Throughout my academic and scientific career, I have always found teaching a very challenging and extremely rewarding activity. I am committed to quality undergraduate and graduate education employing multi-disciplinary methods in lecture and hands-on laboratories. I am an experienced speaker and am comfortable with both large and small audiences.

Teaching Philosophy: Education is a process which provides opportunities to expand and extend knowledges for the continued growth of individuals and the profession. Biology is uniquely challenging because it is a multi-disciplinary science. Therefore, the education must be carefully organized to expand the knowledge, skill, and attitudes in preparation of the student's career. My function as a teacher is to inspire the students and to assist them in assimilating and organizing knowledge while also providing the practical scientific skills. My teaching style is to interface basic fundamental knowledge and theories with cutting-edge techniques, so that students will not only be equipped with the theoretical background but also be given the technical experiences and confidence to pursue a career in the sciences.
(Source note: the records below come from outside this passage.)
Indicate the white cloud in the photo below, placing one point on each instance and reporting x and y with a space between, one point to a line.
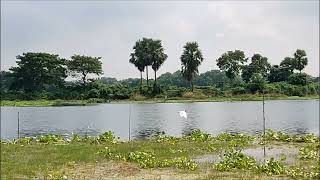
109 29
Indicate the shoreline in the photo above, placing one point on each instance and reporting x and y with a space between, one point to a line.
59 103
199 155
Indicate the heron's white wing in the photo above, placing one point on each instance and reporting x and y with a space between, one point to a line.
183 114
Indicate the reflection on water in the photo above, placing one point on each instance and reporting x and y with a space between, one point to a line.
294 117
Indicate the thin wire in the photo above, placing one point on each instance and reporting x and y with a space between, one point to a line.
264 128
18 126
129 122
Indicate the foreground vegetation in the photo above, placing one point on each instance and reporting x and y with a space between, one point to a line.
105 156
141 99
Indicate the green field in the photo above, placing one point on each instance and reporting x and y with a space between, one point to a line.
105 156
248 97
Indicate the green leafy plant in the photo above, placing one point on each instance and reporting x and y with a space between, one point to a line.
272 167
235 160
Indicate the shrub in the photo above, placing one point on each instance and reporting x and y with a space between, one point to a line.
298 79
93 93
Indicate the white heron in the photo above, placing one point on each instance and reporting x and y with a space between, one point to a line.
183 114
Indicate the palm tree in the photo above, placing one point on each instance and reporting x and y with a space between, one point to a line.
158 57
191 58
138 64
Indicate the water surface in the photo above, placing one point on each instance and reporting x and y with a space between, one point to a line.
290 116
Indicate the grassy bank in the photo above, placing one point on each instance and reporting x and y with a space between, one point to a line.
162 156
47 103
248 97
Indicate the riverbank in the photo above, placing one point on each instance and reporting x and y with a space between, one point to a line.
196 156
153 100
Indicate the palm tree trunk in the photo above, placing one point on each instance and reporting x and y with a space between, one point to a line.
147 76
155 77
140 78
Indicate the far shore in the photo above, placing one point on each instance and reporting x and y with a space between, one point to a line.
26 103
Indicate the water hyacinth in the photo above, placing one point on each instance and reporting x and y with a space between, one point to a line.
149 159
281 136
235 160
272 167
198 135
309 152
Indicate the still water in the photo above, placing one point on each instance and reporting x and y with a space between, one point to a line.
291 116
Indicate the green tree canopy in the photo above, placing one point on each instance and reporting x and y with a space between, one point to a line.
35 70
191 58
259 64
84 65
301 60
278 74
157 56
231 62
142 55
288 63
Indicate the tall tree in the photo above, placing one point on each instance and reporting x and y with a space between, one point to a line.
191 58
142 55
85 65
288 63
157 57
35 70
139 64
231 62
278 73
258 65
301 60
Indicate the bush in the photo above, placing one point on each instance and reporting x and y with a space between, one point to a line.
298 79
93 93
257 83
238 90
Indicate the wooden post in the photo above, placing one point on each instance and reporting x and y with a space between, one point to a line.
264 128
18 126
129 125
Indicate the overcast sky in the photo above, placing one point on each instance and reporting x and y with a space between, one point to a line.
109 29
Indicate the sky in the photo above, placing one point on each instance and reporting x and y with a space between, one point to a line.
109 29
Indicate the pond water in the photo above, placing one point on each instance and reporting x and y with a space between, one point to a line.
290 116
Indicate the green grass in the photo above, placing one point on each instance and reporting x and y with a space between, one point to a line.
45 103
51 156
246 97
I believe that the material should be heavily grounded in the primary literature whenever possibly so that the students can see that science is dynamic and continually evolving. My hope is that students might realize that scientific endeavors are not "cut-and dry" and require a great deal of creative effort.
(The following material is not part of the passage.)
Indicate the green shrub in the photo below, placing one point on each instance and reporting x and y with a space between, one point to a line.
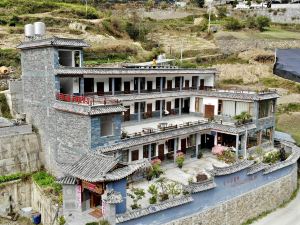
7 178
232 23
262 22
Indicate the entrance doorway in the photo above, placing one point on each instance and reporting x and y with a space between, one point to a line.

Teaching experiences: I was a teaching assistant in graduate school at University of Southern California for a year, where I taught introductory laboratory biochemistry and molecular biology for undergraduate students. These laboratories required teaching assistants to give a short lecture before labs so that the students understand the principles and applications. I was also a teaching assistant for the laboratory portion of Ecophysiology and Molecular Biology of Macrophytes at Hopkins Marine Station of Stanford University. This course was a graduate level course and all laboratories were hands-on classes requiring students not only to learn how to apply modern techniques in molecular biology and biochemistry to address ecological questions but also to design, collect, analyze and write up their findings in manuscript form. In addition, I participated as a mentor in the leadership program in environmental sciences sponsored by the Woodrow Wilson National Fellowship Foundation, and had worked as a volunteer guide at Monterey Bay Aquarium. Often the graduate students act as mentors and provide training for undergraduate student. I was the graduate advisor for several undergraduates and provided the technical training for their projects. More importantly, I was able to act as a counselor to these students. Some of the students I have supervised have continued onto graduate schools, several others are now full-time technicians in marine biology related field.
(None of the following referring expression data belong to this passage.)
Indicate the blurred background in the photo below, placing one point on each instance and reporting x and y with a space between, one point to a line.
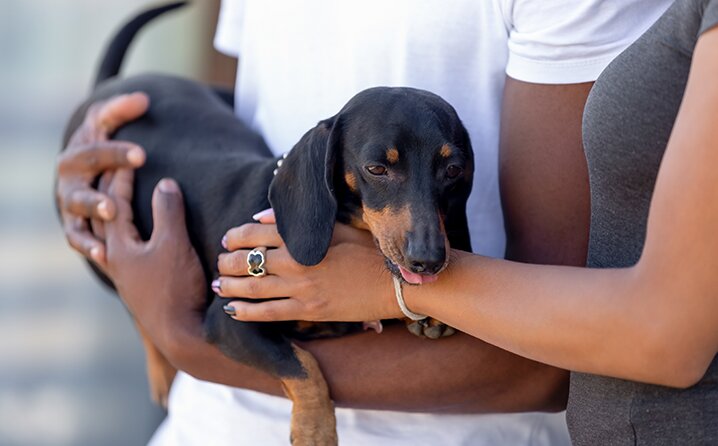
71 363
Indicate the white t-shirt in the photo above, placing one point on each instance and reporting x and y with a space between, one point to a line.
301 61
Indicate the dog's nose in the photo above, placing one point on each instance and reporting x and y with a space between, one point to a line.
425 261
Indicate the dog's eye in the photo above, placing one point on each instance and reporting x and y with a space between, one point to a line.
376 170
454 171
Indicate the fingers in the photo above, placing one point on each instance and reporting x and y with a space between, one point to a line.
89 160
168 212
265 287
82 240
251 235
87 203
275 310
266 216
122 228
120 110
235 263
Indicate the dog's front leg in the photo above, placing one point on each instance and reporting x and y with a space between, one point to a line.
160 373
313 419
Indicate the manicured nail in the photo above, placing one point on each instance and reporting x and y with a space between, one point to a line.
95 254
229 310
259 215
168 187
103 210
136 156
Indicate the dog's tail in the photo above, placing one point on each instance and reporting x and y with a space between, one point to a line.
115 53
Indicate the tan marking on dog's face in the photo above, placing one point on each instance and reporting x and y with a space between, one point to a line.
313 420
359 223
389 227
392 155
351 181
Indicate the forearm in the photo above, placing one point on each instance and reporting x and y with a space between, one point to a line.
596 321
397 371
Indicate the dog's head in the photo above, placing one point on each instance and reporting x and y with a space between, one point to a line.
395 161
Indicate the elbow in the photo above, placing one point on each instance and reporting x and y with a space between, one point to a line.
685 375
670 363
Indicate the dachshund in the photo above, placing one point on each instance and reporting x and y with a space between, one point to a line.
395 161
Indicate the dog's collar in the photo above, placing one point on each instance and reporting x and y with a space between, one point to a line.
280 161
402 305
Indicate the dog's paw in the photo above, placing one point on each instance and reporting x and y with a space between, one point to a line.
429 328
160 374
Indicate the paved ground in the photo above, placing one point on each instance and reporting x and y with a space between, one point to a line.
71 366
Teaching interests: I am interested in developing courses that take the advantage of my strengths and research interests and yet provide student with a fundamental understanding of the basic biology of marine autotrophs and an appreciation for the relevance of this information to their own interests, both as scientists and as members of the larger human society.

I feel qualified to teach MARINE BIOLOGY, BIOLOGICAL OCEANOGRAPHY, ECO-PHYSIOLOGY OF PHYTOPLANKTON AND/OR MACROPHYTES, and technical courses/laboratories in biochemistry and molecular biology of marine autotrophs.

In addition, I would like to lead and participate in seminars on advanced topics related to ecophysiology of marine autotrophs and molecular and biochemical approaches to oceanographic questions and environmental issues.